Improving Factual Error Correction for Abstractive Summarization via Data Distillation and Conditional-generation Cloze
Yiyang Li, Lei Li, Dingxin Hu, Xueyi Hao, Marina Litvak, Natalia Vanetik, Yanquan Zhou
TL;DR
The paper tackles the challenge of factual inconsistency in abstractive summarization by introducing FactCloze, a cloze-based factual error correction model, and SummDSC, a multi-dimensionally filtered, distilled faithful dataset. FactCloze uses autoregressive cloze modeling (with BART and T5) to fill in masked factual factors, enabling corrections that preserve context and causality, while a self-diagnosis and post-alert mechanism mitigate over-correction and risky corrections. SummDSC improves training data fidelity through multi-metric filtering (DAE, SummaC, ClozE) and creates an alert subset to handle high-risk cases, potentially improving generalization. Across FRANK benchmarks and BART-based summarization, the combination of FactCloze and SummDSC achieves superior factual consistency metrics, with human evaluation supporting improvements in correctness and a robust post-alert strategy. The work offers practical pathways for deploying faithfulness-aware post-editing in real-world summarization systems, supported by released code and models.
Abstract
Improving factual consistency in abstractive summarization has been a focus of current research. One promising approach is the post-editing method. However, previous works have yet to make sufficient use of factual factors in summaries and suffers from the negative effect of the training datasets. In this paper, we first propose a novel factual error correction model FactCloze based on a conditional-generation cloze task.
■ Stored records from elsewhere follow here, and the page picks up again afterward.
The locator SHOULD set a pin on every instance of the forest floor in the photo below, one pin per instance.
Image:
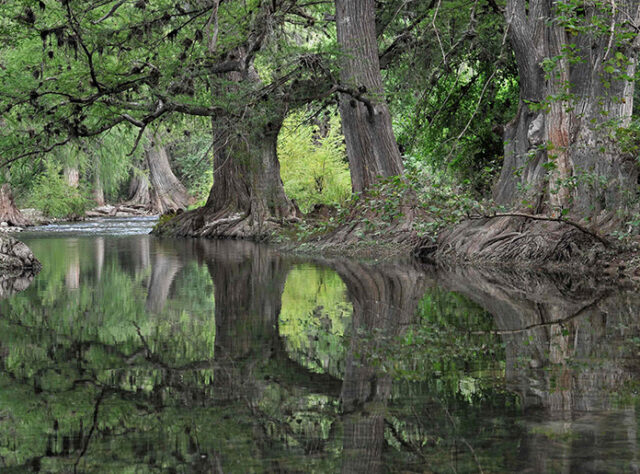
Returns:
(528, 243)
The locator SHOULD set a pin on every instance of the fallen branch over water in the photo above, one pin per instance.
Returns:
(581, 228)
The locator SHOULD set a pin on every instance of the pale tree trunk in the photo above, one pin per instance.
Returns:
(9, 213)
(560, 154)
(247, 200)
(98, 191)
(385, 299)
(371, 145)
(139, 190)
(161, 191)
(168, 193)
(72, 176)
(562, 157)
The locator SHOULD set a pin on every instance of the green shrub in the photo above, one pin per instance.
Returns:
(55, 198)
(314, 169)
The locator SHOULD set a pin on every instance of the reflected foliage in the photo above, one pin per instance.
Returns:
(138, 354)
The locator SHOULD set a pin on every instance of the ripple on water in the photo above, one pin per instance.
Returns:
(98, 226)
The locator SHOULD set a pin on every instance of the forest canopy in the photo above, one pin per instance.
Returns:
(251, 114)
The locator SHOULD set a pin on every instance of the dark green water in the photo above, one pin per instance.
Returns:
(133, 354)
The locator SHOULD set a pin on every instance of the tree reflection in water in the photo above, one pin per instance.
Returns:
(146, 354)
FactCloze can construct the causality among factual factors while being able to determine whether the blank can be answered or not. Then, we propose a data distillation method to generate a more faithful summarization dataset SummDSC via multiple-dimensional evaluation. We experimentally validate the effectiveness of our approach, which leads to an improvement in multiple factual consistency metrics compared to baselines.